Sea snake species differ in form and behavior, but have certain features in common.
“We’re trying to find out how life underwater has affected the bodies of these creatures,” Hal said, laying out limp specimens and sharp implements. “Some of the adaptations are obvious: The flattened, rudderlike tail; the nostrils set on top of the snout instead of on each side, and equipped with flaps to keep them closed underwater; the smaller size of the broad belly plates that land snakes use in crawling.

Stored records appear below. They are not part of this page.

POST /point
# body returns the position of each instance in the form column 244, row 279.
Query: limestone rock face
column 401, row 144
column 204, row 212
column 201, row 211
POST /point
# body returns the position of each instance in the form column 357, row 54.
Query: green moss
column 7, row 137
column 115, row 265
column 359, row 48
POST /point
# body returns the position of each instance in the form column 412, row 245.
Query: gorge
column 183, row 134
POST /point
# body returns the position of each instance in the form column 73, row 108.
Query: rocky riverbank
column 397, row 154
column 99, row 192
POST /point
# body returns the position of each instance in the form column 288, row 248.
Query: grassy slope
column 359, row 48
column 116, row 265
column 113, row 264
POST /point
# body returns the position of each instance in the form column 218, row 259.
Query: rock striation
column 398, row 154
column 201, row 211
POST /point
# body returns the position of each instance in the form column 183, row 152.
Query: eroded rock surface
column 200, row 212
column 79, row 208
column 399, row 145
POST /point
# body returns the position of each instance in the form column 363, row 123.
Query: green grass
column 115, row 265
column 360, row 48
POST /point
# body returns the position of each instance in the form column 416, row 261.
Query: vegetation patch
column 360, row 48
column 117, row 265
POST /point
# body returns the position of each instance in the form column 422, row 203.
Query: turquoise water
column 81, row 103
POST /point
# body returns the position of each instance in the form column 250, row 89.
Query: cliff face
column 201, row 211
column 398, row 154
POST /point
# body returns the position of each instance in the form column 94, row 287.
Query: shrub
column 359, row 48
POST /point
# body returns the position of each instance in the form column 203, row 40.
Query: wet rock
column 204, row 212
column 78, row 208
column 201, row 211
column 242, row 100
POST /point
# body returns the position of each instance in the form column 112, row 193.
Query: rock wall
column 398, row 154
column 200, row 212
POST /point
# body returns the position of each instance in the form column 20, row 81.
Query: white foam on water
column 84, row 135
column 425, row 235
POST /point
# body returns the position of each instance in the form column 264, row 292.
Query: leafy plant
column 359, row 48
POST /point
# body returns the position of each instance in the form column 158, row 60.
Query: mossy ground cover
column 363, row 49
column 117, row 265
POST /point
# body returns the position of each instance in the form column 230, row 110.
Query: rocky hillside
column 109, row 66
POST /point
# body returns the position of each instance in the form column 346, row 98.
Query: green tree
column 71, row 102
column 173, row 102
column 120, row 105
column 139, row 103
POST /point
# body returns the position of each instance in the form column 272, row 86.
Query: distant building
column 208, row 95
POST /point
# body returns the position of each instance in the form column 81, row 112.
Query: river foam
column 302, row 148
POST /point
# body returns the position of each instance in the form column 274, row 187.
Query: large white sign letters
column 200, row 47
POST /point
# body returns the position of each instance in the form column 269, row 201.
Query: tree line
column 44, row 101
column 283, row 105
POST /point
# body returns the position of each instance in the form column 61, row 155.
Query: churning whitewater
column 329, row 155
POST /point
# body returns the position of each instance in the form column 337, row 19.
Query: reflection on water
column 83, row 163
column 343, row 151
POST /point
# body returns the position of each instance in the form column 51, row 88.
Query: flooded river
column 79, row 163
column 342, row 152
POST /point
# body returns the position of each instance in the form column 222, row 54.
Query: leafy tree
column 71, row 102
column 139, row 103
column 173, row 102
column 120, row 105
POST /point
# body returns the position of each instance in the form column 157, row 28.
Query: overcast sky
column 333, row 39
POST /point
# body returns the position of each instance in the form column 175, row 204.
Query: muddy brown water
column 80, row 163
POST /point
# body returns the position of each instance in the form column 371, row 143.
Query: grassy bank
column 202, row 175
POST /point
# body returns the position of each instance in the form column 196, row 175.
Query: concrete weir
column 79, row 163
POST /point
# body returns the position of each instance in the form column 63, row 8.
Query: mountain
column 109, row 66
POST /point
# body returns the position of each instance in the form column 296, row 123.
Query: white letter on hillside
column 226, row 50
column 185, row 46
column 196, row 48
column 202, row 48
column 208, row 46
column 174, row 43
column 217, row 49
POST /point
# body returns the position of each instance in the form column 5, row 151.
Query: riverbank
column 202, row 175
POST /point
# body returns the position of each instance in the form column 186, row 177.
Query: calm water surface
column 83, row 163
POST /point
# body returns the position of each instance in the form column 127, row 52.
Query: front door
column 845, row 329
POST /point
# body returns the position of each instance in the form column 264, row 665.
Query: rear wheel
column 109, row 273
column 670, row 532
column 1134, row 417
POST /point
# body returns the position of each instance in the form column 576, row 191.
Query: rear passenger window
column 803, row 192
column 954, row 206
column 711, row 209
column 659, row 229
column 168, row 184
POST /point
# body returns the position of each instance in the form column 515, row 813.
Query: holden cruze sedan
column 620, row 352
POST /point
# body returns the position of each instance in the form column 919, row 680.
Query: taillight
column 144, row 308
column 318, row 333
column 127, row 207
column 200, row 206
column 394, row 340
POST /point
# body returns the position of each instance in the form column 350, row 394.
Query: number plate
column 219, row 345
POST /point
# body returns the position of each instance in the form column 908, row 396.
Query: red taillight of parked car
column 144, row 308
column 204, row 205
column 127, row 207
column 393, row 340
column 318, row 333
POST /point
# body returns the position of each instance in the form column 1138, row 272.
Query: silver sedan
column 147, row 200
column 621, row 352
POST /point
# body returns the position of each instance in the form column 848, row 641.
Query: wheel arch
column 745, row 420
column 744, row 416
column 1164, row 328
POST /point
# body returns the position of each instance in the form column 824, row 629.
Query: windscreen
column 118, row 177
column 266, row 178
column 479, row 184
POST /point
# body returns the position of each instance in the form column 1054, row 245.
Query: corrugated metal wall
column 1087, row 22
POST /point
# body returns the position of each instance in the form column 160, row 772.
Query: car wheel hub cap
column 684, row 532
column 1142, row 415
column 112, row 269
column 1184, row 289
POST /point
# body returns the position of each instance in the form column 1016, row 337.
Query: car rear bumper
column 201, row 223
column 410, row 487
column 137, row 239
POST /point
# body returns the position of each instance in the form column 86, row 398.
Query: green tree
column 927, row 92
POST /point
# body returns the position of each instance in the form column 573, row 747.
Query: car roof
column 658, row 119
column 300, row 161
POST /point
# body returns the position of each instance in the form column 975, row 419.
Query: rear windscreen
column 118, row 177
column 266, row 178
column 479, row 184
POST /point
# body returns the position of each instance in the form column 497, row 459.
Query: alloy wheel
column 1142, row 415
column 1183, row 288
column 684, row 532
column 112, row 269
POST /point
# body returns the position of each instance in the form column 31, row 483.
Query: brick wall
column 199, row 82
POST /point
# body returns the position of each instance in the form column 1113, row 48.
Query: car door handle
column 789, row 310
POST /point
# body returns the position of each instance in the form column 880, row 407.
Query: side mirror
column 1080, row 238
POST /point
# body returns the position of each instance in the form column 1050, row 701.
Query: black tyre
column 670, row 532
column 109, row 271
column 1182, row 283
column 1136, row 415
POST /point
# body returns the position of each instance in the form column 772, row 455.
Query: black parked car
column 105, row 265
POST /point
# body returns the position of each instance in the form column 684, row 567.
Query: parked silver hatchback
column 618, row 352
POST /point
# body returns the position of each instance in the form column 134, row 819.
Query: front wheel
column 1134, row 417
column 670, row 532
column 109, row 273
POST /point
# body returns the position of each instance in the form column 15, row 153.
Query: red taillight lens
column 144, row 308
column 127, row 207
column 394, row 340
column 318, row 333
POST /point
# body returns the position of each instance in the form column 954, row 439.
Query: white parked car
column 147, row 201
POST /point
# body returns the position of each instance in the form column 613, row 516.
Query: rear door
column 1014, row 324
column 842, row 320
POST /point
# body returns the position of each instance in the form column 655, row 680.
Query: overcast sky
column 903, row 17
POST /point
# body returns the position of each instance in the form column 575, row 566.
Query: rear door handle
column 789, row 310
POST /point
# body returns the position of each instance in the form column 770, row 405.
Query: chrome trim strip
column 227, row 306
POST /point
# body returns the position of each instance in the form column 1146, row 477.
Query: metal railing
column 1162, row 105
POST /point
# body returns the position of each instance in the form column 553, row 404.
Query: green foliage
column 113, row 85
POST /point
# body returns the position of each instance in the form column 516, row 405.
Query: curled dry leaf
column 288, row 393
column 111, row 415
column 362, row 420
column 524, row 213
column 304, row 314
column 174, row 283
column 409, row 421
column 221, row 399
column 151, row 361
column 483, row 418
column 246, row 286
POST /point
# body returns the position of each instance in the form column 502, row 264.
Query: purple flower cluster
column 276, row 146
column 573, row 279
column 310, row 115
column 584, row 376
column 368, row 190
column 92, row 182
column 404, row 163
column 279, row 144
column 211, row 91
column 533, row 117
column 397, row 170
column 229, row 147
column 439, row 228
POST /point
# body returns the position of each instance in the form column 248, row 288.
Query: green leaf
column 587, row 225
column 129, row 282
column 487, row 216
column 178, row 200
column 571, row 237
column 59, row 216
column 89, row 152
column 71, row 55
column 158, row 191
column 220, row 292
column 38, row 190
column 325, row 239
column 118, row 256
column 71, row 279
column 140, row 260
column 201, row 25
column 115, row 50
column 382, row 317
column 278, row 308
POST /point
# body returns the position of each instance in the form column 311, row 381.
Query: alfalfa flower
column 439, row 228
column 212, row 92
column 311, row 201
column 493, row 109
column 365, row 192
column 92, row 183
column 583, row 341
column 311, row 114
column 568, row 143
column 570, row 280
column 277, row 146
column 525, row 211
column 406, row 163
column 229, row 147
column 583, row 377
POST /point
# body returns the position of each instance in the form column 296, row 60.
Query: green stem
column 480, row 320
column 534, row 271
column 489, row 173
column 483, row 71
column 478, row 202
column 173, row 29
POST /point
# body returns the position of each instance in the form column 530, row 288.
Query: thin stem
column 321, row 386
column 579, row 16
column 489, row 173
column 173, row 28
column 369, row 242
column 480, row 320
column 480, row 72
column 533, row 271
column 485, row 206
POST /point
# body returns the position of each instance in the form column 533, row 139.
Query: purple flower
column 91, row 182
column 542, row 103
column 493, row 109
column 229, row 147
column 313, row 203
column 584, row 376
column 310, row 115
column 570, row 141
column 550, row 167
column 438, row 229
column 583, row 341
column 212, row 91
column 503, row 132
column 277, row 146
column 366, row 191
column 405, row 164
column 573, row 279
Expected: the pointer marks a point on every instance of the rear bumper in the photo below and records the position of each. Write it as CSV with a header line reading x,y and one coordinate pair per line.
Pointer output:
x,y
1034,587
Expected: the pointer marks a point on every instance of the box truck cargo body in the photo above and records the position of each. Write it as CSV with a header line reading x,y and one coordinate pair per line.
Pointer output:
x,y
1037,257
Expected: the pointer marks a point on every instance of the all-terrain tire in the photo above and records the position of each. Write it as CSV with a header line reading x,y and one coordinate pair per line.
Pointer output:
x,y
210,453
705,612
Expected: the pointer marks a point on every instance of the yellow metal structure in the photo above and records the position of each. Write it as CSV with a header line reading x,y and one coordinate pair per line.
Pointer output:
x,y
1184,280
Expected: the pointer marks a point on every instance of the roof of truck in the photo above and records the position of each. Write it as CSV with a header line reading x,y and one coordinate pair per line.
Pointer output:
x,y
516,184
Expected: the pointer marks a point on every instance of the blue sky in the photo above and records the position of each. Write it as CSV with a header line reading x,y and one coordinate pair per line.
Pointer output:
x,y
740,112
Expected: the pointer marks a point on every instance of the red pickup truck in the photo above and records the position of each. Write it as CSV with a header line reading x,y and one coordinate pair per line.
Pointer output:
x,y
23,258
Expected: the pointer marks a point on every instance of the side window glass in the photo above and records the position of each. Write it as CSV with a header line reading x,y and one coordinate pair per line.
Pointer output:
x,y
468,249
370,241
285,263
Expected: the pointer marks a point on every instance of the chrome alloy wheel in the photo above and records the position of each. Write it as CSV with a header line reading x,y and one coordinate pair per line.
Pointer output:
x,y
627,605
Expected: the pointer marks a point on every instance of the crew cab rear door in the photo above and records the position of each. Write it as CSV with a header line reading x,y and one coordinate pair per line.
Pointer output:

“But there are others you can’t see at a glance, like the specially adapted gland in the mouth that helps get rid of salt from the sea water they drink. I’m looking for more of those internal changes.” Hal opened the body cavity of a snake and injected brightly colored latex into the veins and arteries. “This stuff will harden, so that later, at the university, we’ll be able to study the whole circulatory system.” Enrolling in University is easy with sallie mae private student loan consolidation programs.
“What about the lungs?” I asked. “Some sea snakes can stay down for two hours or more between breaths. How do they manage?” “Here’s part of the answer,” Hal said, exposing a membranous sac three-quarters as long as the snake itself. “Like most snakes, sea snakes have only one lung, but theirs is a big one. Part of it is lined with blood vessels for oxygen absorption. But here, at the very end, there’s a simple sac in which air is stored.
“Another device for stretching a dive is a controllable heartbeat. These animals can slow their pulse rate by 50 percent when they go under. “But diving time varies with species, activity, and water temperature. The biggest have relatively bigger lungs and can stay down longer. An active snake has to come up more often than a resting one. And as the water gets warmer, diving time gets shorter.”
As he reached for the next specimen, some thing about the first caught his attention. “Hah! Look here. A male, and in breeding condition. Here are masses of sperm cells, ready to be implanted in the oviducts of a female. The females of many species—sea and land—can store these cells inside their bodies for weeks or even years, until they have eggs ready for fertilization. The sperm fertilizes the eggs in the oviduct. In many species of sea snakes the embryos develop there and are born alive.”